Responses to the consultation on the guideline hourly rates (GHR) have mainly echoed the ACL’s concerns over the methodology and reliance on the figures judges allow on assessment rather than actual market rates being charged to litigants.
We reported in the last eBulletin on the ACL’s response to the Civil Justice Council (CJC) working group and the City of London Law Society made the same recommendation that the group should use the hourly rate information contained within costs budgets and rates claimed on assessment (rather than being awarded).
The society’s litigation committee said: “Although not all cases reach even that stage or are subject to the costs budgeting regime, far more do go through that process than the detailed (or provisional) assessment stage.
“The committee’s experience is that comments upon hourly rates at the costs budgeting stage is infrequent, but that does not mean that they are any less good a real-time indication of actual market rates and tracking them ought to be possible.”
It said actual market rates were “self-regulated as a result of the forces at play in what remains a competitive legal market”, and often already reflected the complexity of a matter, the expertise required, the scope to do the work differently using technology or flexible resourcing, what competing practices might charge, and so on.
The Association of Personal Injury Lawyers (APIL) noted that recovered rates were, by definition, as out-of-date as the existing GHR.
It went on to highlight the particular position of personal injury, where the amounts claimants paid were “often much lower than hourly rates which would usually be charged to the same individual for other types of work at the same firm”.
APIL said: “This makes it evident that the hourly rates charged for injury claims are artificially deflated by the historic GHR rather than inflated when contrasted to other practice areas.”
There was also “a tendency” to minimise the costs shortfall clients faced because clients needed their damages to meet their long-term injury-related losses and necessities.
The association said the working group should also have relied more on the services producer price inflation (SPPI) index for legal services – which the CJC said recorded a 34% increase in inflation since 2010.
“It is not clear to us why the CJC would not use the SPPI (legal services) index when it is clearly representative of the level of cost inflation being experienced by the legal services sector.”
Even the smaller increase in the consumer prices index would result in higher GHR than those proposed, APIL said.
“It is encouraging that the CJC accepts that the appropriate SPPI index (legal services, we would suggest) could be used when annually updating GHR. It is simultaneously disappointing that there is no firm commitment to do this, the CJC describing it as ‘currently impracticable’, a premise which we do not accept.”

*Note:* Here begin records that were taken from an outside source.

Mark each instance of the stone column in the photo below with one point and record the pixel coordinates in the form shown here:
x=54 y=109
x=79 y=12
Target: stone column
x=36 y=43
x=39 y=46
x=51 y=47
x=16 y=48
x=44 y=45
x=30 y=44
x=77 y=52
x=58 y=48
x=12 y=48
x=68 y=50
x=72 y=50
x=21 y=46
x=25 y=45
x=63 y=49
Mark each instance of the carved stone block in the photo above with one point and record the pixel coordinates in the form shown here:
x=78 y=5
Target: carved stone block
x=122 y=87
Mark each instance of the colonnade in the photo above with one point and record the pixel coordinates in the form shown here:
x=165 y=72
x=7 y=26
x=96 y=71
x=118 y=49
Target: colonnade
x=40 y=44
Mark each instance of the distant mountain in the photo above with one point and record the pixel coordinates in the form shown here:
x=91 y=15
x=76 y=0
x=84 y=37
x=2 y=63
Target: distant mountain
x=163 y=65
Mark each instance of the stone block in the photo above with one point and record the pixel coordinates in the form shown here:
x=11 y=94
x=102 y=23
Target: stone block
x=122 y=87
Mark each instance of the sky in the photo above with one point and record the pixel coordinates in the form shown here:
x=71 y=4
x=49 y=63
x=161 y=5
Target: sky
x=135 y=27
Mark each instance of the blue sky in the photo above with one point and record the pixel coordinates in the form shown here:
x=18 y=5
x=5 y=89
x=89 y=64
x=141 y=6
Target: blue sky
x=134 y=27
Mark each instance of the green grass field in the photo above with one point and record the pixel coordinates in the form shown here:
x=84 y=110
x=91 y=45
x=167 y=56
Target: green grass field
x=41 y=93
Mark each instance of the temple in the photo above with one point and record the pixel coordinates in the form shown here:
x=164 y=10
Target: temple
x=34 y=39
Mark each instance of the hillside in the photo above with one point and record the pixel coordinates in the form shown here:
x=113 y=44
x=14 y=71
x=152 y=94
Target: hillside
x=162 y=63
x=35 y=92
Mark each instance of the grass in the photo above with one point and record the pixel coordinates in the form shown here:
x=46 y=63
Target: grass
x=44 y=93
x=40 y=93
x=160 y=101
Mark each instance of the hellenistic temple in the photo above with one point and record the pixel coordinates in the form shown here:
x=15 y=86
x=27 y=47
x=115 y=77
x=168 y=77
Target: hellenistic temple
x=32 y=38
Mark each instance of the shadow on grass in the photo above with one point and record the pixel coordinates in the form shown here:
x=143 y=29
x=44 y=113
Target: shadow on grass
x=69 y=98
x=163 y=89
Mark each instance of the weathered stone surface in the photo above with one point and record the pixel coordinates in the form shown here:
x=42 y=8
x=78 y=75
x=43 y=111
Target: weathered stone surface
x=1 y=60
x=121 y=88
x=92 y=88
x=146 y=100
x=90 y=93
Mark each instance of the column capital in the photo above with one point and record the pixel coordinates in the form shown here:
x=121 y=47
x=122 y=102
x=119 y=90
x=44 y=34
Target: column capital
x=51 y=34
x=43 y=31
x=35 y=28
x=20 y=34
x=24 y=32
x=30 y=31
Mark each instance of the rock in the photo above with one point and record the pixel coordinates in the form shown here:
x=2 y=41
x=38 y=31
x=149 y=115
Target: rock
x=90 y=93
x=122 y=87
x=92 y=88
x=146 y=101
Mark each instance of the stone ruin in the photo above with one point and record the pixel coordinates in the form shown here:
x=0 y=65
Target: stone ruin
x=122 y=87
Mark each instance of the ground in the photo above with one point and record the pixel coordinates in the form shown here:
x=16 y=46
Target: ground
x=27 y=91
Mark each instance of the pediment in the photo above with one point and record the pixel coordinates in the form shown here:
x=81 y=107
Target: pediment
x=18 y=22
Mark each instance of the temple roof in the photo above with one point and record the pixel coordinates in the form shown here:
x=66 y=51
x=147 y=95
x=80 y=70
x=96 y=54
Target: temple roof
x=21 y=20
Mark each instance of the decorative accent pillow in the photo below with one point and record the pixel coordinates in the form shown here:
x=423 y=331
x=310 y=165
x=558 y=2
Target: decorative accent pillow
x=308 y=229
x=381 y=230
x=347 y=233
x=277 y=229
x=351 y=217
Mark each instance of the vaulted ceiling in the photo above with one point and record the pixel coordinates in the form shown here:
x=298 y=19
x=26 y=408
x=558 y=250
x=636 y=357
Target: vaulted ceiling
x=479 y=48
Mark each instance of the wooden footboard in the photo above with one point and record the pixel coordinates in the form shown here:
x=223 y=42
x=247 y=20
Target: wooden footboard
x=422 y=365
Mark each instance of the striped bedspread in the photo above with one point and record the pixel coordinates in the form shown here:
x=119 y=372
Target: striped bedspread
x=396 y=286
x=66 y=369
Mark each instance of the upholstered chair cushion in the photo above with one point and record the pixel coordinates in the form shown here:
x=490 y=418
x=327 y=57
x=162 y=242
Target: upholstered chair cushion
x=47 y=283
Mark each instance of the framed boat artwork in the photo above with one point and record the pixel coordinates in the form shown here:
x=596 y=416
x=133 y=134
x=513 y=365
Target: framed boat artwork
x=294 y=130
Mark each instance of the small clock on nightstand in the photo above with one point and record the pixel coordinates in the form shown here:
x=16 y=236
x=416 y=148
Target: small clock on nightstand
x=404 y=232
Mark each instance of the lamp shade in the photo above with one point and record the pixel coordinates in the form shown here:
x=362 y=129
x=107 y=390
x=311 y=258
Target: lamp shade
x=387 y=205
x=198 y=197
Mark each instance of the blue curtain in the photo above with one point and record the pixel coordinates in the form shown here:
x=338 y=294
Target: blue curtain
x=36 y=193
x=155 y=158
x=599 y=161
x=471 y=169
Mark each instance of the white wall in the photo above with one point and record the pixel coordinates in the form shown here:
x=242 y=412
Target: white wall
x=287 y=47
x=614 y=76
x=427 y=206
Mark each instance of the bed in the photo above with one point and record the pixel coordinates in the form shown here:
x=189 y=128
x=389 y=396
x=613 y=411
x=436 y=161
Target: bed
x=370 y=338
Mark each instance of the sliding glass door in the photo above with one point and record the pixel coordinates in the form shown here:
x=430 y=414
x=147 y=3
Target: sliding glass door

Birmingham Law Society’s litigation committee even questioned whether the GHR were now “otiose”.
It went on: “Traditionally, GHR have been relied upon by defendants’ insurers, their legal advisers and costs draftsmen to reduce the amount recoverable by successful claimants, particularly in personal injury cases.
“GHR have therefore acted as a costs constraint as opposed to any real indication of commercial rates. The time may have come to step away from this one-sided objective and to leave rates to the free market.”
The largest regional law society in the country also expressed “serious concerns” about the methodology: “If the underlying principle of GHR is to provide an overview of rates and be broad approximations of rates in the marketplace, then the only data to be relied upon/used should be the rates agreed between the professional and client.”
In any case, increasing hourly rates would not necessarily have an impact on what was recovered by the paying party due to the application of proportionality.
“Unless the current application of proportionality is shifted, increasing GHR is arbitrary and ultimately does not assist the client. If anything, the client will end up paying a larger shortfall to the professional in respect of costs that are not recovered from the paying party.”
The national Law Society said it did not support abolishing the GHR and letting market forces guide what hourly rates should be.
Its was the only response we have seen to date that supported the CJC’s methodology. As a result, it was “broadly supportive” of the recommended new GHR, but urged a firm commitment to review the rates every three years.
“[The review] should not be viewed as a conclusive exercise, but rather as an evolving area of civil justice that should be constantly kept under review. We note that the [review] was not about: a) calculating how much the solicitor can reasonably charge their client, or b) working practices or business models adopted by law firms which determine the costs associated with staff, overheads, profit/loss to the firm.”
A future, “more comprehensive”, review should consider whether the GHR were delivering “value for money”, the society said, looking at issues such as the impact of remote working and hearings, and whether rates should be looked at with reference to the type of work carried out, and to the size of the law firm and associated overheads.
“A comprehensive review of GHR based on a number of factors would assist solicitors in justifying their rates and enhance the integrity of the profession.”